Postal Workers Become Targets of Organized Crime BY MARK MEGAHAN JANUARY 3, 2025

 

Postal Workers Become Targets of Organized Crime


When most people think of problems with the Postal Service, they generally are whining about another bump in stamp prices. Not this time. It’s not delayed mail, either. “The biggest threats to USPS may be the mail handlers themselves.” To be crystal clear, the vast majority of mail handlers and carriers are impeccably honest. The few who aren’t are exceptionally dangerous.

Postal theft rampant

Auditors watching over the Postal Service found that “a tiny percentage” of mail handlers steal.

The problem is that “they steal a lot, according to a stunning federal investigation of a dozen mail sorting facilities across the U.S.” The problem is growing all the time.

Recently, in mid-December, “federal prosecutors charged two postal workers with stealing more than $1 million in business checks.” They worked at separate facilities.

One in Virginia, the other in North Carolina. The scary part is that their Inspector General found deeper issues.

I.G. Tammy L. Hull just released a stunning report, noting that “criminal organizations are targeting, recruiting and colluding with postal employees.” That’s not a good thing.

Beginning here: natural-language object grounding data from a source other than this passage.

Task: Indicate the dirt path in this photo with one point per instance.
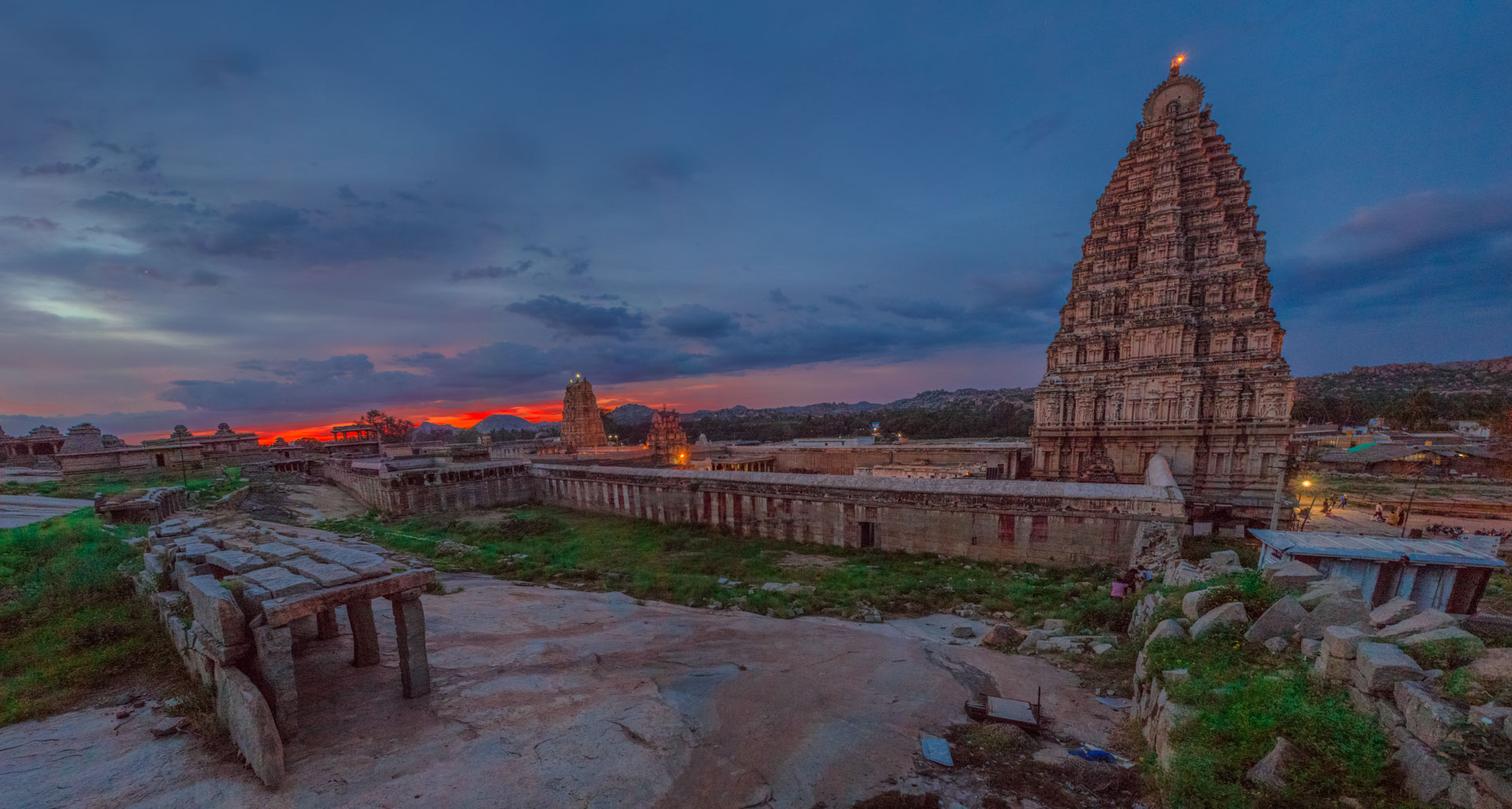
(554, 697)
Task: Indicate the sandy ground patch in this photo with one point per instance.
(552, 697)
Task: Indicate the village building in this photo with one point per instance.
(1168, 343)
(1447, 575)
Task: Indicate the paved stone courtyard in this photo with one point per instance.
(552, 697)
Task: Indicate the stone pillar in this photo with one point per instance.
(274, 662)
(365, 634)
(409, 622)
(325, 625)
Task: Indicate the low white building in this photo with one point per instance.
(1447, 575)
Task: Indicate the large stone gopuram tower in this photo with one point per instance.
(583, 427)
(1168, 342)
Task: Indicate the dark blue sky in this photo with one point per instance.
(291, 212)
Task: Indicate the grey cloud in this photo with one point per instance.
(698, 322)
(29, 223)
(486, 273)
(59, 169)
(573, 318)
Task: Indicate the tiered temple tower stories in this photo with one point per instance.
(583, 427)
(667, 440)
(1168, 342)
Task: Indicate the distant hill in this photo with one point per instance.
(504, 421)
(1392, 380)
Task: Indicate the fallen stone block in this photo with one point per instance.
(1425, 715)
(1425, 774)
(276, 552)
(167, 726)
(280, 583)
(233, 562)
(1382, 666)
(325, 575)
(1228, 614)
(1002, 636)
(1280, 621)
(1195, 603)
(1423, 622)
(250, 723)
(1272, 770)
(1168, 629)
(195, 552)
(1492, 717)
(1342, 641)
(1395, 611)
(366, 566)
(1292, 575)
(1466, 644)
(1329, 587)
(217, 611)
(1336, 611)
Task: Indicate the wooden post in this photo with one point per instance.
(365, 634)
(409, 622)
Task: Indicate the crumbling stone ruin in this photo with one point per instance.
(583, 425)
(235, 595)
(667, 440)
(1168, 342)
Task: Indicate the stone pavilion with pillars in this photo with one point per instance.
(1168, 342)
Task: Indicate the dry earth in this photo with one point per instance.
(550, 697)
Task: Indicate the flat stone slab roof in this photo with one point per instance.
(17, 510)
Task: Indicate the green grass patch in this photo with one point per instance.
(684, 564)
(1247, 697)
(69, 621)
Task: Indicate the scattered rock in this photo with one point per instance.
(1395, 611)
(1425, 774)
(1280, 621)
(1423, 622)
(1002, 636)
(1336, 611)
(1380, 667)
(1292, 575)
(1228, 614)
(1270, 771)
(167, 726)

Apparently, they’re being bribed to move narcotics through the mail as well as paid cash to steal checks. They can get rich snagging “both personal and government-issued checks.” credit cards and other valuables can be fenced through the same market.

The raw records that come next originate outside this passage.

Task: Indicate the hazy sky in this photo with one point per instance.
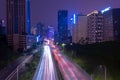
(45, 11)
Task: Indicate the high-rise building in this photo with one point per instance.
(111, 27)
(95, 27)
(79, 33)
(18, 23)
(2, 27)
(63, 26)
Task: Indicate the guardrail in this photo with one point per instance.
(15, 73)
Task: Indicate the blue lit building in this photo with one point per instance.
(18, 23)
(63, 26)
(111, 29)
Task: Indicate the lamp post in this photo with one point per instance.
(105, 72)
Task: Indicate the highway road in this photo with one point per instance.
(46, 68)
(69, 70)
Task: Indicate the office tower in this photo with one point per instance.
(63, 26)
(95, 27)
(50, 32)
(2, 27)
(111, 24)
(79, 33)
(18, 23)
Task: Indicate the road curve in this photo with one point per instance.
(46, 69)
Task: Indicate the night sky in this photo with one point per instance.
(45, 11)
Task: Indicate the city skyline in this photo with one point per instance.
(43, 11)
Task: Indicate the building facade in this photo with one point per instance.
(63, 26)
(79, 33)
(111, 25)
(95, 27)
(18, 23)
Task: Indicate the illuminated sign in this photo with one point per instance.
(106, 9)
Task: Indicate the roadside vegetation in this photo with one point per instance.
(31, 67)
(94, 58)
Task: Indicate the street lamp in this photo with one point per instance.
(105, 72)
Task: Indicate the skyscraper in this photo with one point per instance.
(63, 25)
(95, 27)
(111, 24)
(18, 23)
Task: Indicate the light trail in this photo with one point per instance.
(69, 70)
(46, 69)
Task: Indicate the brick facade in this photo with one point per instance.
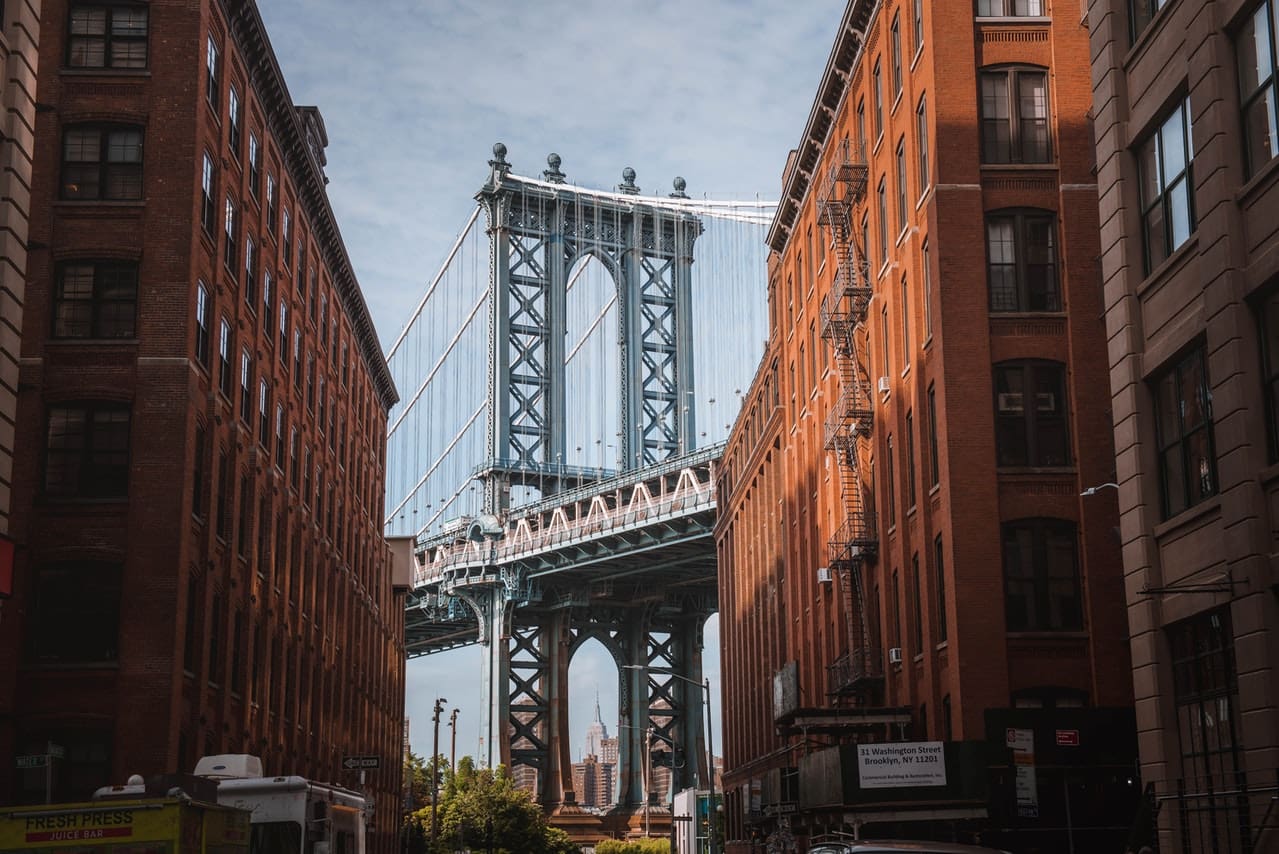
(1200, 569)
(256, 609)
(930, 345)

The vast majority of Postal Service mail handlers and carriers are impeccably honest.

Infiltrate the post office

According to Frank Albergo, who’s president of the Postal Police Officers Association, job applicants aren’t all that interested in delivering or sorting the mail.

They’re getting a job to steal mail.” Organized crime has turned it into a cottage industry.

Criminal organizations” he notes, are recruiting mail workers “to infiltrate the postal service.” That, he emphasizes, “should be shocking to everyone.

The year long audit targeted a dozen mail processing facilities but none in Texas. The border state isn’t squeaky clean, though. One plant in Houston “is undergoing a similar probe with the results to be announced in the spring.

David Walton, a spokesperson for USPS, flatly declared “we have no additional comment.” Management gave a response to the investigation and they’re sticking to that. The auditing team “suggested a series of improvements including more training of employees, stronger national policy banning personal items from inside the facilities and updating some 18,619 cameras in plants throughout the nation.

It seems that the Postal Service is plagued by security cameras that don’t work. Not only that, workers are allowed to “bring bags, backpacks, coats and jackets onto the plant floor. Mail can be transferred from a box to a jacket. With poor training the risk of getting caught is small.